Field Sparrow – Normal Daytime Songs. 5:43am, 22 May 2009, recorded near Van Etten, New York. © Lang Elliott. Please play at a low volume to simulate a natural listening experience.

The dawn song pattern, which is sung at first light for ten or fifteen minutes, is fairly easy to recognize because it is divided into three (sometimes four) clear sections and is usually accompanied by a lot of high-pitched chipping. Listen for the distinct “middle section” of the dawn song. Here is a clean-and-close example, which I recorded just a couple of weeks ago:

Field Sparrow Dawn Song closeup with lots of high-pitched chipping. 4:44am, 15 May 2016, recorded near Brooktondale, New York. © Lang Elliott. Please play at a low volume to simulate a natural listening experience.

The very first Field Sparrow dawn song that I ever recorded were captured in 1992, during a visit to Teddy Roosevelt National Park in western North Dakota. I rose before dawn and walked out into a dry flat of grass, sagebrush and shrubs. I soon homed-in on an excited song with lots of chipping. I thought it was a new species for me … most likely some western sparrow with which I was unfamiliar:

Field Sparrow Dawn Song (Monaural). 4:30am, 6 June 1992, Theodore Roosevelt National Park, North Unit. North Dakota. © Lang Elliott.

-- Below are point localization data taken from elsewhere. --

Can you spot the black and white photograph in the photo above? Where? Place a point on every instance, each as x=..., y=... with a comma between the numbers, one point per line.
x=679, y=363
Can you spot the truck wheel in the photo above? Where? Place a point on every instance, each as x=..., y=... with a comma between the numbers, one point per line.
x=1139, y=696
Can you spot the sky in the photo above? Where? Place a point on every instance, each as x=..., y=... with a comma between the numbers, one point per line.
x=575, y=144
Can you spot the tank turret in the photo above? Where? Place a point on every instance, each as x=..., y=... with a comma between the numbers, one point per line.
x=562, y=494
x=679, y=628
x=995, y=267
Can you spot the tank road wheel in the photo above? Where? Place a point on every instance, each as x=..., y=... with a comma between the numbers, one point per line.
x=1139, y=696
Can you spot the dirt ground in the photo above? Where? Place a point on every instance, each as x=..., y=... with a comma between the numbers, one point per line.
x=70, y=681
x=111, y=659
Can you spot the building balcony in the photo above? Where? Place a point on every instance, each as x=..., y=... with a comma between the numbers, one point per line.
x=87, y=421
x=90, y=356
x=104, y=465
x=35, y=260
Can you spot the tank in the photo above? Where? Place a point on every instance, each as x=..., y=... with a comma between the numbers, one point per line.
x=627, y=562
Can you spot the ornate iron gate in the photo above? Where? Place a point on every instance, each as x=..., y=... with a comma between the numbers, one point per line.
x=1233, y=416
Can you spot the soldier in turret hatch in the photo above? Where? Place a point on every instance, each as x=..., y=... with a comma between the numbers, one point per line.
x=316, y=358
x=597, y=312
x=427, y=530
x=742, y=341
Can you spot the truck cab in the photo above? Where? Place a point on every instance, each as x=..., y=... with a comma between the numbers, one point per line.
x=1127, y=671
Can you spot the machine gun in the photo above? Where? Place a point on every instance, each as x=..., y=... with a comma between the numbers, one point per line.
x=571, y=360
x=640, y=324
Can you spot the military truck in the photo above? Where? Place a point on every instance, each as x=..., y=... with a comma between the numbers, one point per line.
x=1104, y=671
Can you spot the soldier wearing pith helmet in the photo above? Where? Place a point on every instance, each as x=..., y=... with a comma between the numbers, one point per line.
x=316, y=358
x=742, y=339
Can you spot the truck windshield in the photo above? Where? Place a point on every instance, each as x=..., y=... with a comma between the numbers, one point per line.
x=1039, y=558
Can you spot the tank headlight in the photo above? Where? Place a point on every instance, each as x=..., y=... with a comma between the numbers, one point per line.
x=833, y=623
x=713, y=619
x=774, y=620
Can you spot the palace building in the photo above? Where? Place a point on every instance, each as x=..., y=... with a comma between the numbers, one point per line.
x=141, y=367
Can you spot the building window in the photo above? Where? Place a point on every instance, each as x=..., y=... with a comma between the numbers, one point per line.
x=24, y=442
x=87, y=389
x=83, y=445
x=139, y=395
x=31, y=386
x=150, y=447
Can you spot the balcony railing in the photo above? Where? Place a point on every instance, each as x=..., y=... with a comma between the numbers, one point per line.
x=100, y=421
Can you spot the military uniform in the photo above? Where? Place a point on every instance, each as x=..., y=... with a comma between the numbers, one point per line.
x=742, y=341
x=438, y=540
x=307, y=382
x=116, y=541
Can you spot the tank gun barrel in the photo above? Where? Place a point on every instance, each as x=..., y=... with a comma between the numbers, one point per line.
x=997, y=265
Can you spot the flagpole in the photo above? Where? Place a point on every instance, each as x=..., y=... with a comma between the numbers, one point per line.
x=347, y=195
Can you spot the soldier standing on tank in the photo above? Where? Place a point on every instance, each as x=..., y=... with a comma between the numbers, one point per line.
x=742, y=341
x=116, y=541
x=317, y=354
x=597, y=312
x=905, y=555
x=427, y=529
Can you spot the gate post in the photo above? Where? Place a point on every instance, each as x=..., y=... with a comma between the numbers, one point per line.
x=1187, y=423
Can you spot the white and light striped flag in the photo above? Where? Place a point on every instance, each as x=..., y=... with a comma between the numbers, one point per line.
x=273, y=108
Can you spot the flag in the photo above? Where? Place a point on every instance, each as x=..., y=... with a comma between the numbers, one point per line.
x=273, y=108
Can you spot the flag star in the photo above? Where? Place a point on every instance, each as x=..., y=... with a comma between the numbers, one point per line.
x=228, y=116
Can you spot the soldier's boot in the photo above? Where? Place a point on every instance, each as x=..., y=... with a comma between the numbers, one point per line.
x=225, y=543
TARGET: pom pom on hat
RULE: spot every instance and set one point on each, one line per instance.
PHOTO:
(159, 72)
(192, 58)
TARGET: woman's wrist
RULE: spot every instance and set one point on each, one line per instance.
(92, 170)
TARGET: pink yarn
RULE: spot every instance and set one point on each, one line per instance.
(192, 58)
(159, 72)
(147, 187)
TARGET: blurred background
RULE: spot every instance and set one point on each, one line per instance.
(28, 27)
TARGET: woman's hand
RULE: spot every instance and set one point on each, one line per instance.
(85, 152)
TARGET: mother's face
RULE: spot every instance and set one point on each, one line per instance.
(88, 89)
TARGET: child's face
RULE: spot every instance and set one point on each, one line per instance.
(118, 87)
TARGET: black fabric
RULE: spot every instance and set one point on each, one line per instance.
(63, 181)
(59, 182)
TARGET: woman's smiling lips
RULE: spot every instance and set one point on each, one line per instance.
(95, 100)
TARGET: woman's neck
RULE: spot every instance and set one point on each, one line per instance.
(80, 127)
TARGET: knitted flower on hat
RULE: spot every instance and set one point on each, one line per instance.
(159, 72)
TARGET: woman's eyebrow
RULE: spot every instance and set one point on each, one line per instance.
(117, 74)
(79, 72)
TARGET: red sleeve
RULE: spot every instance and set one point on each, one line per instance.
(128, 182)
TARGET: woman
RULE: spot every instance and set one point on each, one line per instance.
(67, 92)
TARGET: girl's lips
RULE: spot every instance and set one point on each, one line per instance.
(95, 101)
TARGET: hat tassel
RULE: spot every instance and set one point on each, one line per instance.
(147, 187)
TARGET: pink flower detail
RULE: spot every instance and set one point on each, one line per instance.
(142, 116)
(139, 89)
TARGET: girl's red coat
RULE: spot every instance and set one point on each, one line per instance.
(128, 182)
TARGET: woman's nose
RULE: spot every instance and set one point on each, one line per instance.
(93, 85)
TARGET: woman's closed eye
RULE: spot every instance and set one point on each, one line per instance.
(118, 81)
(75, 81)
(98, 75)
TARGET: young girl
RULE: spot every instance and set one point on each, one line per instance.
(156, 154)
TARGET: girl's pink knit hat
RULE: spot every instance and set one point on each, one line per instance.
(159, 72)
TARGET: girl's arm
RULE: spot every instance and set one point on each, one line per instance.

Listening carefully, however, I noticed certain of the note-sequences that had the quality of the Field Sparrow songs I was used to hearing back home in New York. So I guessed it was a Field Sparrow singing a special song, probably a “dawn song”. Luckily, as light came upon the flat, I was finally able to catch sight of the singer and make a positive identification.

I love it when birds sing special dawn or twilight songs. Many warblers do this as do many flycatchers and some of our sparrows. Over the last 25 years I have documented almost all of these, gathering both parabolic closeup recordings as well as more artful and immersive soundscapes where the dawn song is rendered as part of the whole.

When it comes to Field Sparrow dawn song, it’s hard to beat my featured recording from 2009. I think the toad trills are what makes it a winner … those sweet trills balance the soundscape, adding a low, droning element to what otherwise would be dominated by the high-pitched twittering of the birds. Thank goodness for those warty toads of the muck and grime, whose dreamy trills anchor and soften the Field Sparrow’s lofty and sprightly melody.